With the matrix $A$ defined in the variable a1, the system is
  1. overdetermined,
    Correct! $A$ is $5\times2$, so that the system has 5 equations and 2 unknowns. Therefore, it is overdetermined.
  2. underdetermined.
    Incorrect.
With the matrix $A$ defined in the variable a1 and $b$ defined in the variable b1, the system has
  1. no solution,
    Correct! The system has a solution if and only if $b$ is not in the image of $A$. This can be checked in many different ways. For example, by computing the least-squares approximation and checking if the residual $\|Ax - b\|$ is numerically zero: 
    x1 = a1 \ b1; norm(b1 - a1 * x1)
    Note that with numerical computations the result that should in theory be zero may be a "small" nonzero number.
  2. has unique solution,
    Incorrect.
  3. has nonunique solution.
    Incorrect.
With the matrix $A$ defined in the variable a1 and $b$ defined in the variable b2, the system has
  1. no solution,
    Incorrect.
  2. has unique solution,
    Correct! Applying the same procedure as in the previous problem, we find that $x = (1,2)$ is an exact solution. It is unique because the null space of $A$ consists of the zero vector only: 
    x2 = a1 \ b2; norm(b2 - a1 * x2), null(a1)

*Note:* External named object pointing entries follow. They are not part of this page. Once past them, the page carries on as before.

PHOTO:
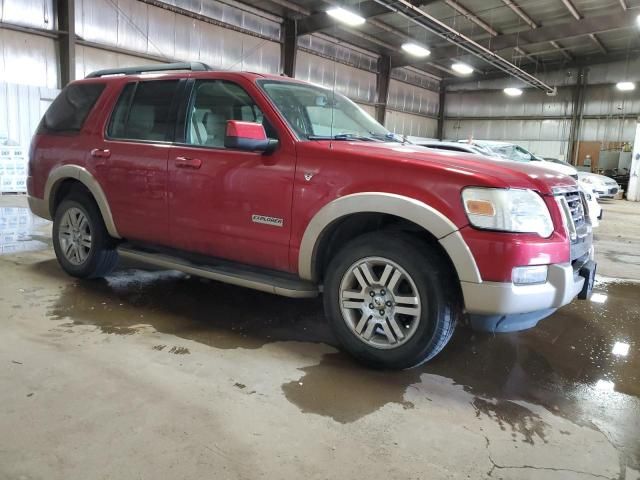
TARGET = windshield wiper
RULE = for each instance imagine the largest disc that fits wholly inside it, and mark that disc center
(386, 137)
(342, 136)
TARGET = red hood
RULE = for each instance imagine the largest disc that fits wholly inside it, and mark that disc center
(486, 171)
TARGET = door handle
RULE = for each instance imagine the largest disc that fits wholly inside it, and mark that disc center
(100, 153)
(185, 162)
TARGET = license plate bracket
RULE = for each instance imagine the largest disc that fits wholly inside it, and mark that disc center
(588, 272)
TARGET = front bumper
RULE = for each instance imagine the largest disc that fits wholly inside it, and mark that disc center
(497, 298)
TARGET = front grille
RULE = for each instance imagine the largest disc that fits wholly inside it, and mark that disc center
(574, 207)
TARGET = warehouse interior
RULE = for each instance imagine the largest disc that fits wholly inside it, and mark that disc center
(154, 374)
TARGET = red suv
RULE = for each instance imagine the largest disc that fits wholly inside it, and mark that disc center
(282, 186)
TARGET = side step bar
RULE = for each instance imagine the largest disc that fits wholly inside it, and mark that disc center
(242, 276)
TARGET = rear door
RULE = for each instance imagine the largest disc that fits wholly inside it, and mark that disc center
(135, 152)
(224, 202)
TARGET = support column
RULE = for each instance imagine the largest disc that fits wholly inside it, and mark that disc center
(289, 48)
(383, 78)
(65, 15)
(441, 106)
(633, 190)
(576, 116)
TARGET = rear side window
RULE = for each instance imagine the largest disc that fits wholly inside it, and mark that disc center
(69, 110)
(142, 111)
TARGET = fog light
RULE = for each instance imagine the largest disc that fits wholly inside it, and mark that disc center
(529, 275)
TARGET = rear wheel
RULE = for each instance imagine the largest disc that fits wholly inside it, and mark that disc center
(82, 244)
(391, 300)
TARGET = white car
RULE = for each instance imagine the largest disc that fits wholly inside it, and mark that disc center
(604, 187)
(511, 151)
(456, 147)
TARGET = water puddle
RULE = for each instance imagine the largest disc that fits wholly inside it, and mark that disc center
(582, 363)
(21, 231)
(211, 313)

  3. has nonunique solution.
    Incorrect.
With the matrix $A$ defined in the variable a2 and $b$ defined in the variable b2, the system has
  1. no solution,
    Incorrect.
  2. has unique solution
    Incorrect.
  3. has nonunique solution,
    Correct! Applying the same procedure as in the two previous problems, we find that $x = (1,2,0)$ is an exact nonunique solution. All solutions are given by \[(1,2,0) + \alpha (1,1,-2),\] where $\alpha$ is a free parameter. 

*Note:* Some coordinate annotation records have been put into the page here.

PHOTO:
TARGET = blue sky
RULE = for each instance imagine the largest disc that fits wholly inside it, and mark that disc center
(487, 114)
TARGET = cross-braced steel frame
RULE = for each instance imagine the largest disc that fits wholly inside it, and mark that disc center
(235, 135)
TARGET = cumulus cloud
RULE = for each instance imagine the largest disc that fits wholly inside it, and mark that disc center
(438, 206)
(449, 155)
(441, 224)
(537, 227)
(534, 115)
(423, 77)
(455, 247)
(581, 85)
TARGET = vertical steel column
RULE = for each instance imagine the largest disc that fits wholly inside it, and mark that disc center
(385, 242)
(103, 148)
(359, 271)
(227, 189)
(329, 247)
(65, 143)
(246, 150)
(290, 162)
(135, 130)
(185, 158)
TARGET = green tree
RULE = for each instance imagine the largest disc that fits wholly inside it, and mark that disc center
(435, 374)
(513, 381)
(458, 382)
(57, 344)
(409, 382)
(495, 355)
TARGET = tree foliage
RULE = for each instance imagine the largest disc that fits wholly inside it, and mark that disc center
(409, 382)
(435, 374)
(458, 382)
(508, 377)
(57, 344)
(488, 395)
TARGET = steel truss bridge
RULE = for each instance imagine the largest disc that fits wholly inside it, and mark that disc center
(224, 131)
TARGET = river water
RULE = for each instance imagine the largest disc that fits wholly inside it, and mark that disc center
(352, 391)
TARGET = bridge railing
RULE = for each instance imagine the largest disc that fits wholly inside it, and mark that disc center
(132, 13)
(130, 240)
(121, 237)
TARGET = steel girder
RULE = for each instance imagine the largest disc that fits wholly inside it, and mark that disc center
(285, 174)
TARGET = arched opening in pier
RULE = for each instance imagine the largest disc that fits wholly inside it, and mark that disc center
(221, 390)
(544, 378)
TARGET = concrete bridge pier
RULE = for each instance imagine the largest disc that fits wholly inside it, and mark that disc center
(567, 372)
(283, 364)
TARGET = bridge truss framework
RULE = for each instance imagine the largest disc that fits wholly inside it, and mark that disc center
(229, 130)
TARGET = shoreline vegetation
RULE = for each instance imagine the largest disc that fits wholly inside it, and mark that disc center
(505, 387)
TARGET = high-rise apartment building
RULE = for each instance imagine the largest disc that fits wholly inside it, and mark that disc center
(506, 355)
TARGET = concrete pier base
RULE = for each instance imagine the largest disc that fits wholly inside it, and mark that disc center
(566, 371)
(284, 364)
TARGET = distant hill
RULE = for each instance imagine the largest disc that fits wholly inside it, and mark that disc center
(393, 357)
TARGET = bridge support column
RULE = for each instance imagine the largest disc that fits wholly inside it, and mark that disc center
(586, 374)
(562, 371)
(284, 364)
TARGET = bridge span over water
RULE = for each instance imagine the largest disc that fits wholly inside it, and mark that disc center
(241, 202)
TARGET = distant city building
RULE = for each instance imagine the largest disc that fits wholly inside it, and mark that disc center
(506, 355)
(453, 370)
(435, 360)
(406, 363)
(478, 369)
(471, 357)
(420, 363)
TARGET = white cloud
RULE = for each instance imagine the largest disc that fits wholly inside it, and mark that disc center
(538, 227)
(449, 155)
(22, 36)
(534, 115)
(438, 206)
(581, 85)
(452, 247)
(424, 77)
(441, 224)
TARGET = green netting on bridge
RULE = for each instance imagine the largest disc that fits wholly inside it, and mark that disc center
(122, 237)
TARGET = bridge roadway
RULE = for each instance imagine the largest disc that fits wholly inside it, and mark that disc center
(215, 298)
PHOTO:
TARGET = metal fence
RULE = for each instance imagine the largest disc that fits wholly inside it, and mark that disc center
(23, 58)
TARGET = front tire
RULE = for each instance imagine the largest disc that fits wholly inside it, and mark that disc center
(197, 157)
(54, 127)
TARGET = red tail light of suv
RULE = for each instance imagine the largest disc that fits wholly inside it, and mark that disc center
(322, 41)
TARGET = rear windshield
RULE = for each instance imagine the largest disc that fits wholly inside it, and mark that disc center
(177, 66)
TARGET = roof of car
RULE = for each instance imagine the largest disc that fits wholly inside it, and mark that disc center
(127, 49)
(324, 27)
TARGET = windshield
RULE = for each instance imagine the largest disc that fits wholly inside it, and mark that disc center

    x3 = a2 \ b2; norm(b2 - a2 * x3)
z = null(a2); z = z / z(2)
    The following code generates a new random solution: 
    x4 = x3 + z * rand(size(z, 2), 1)
    Check them out!

Eigenvalues and eigenvector
The eigenvalue decomposition $A = V\Lambda V^{-1}$ is computed in MATLAB with the function eig. Type 
help eig
for explanation of how to use it. In the problems below $A$ is given by the variable a3 and we consider the function $f(x) = Ax$.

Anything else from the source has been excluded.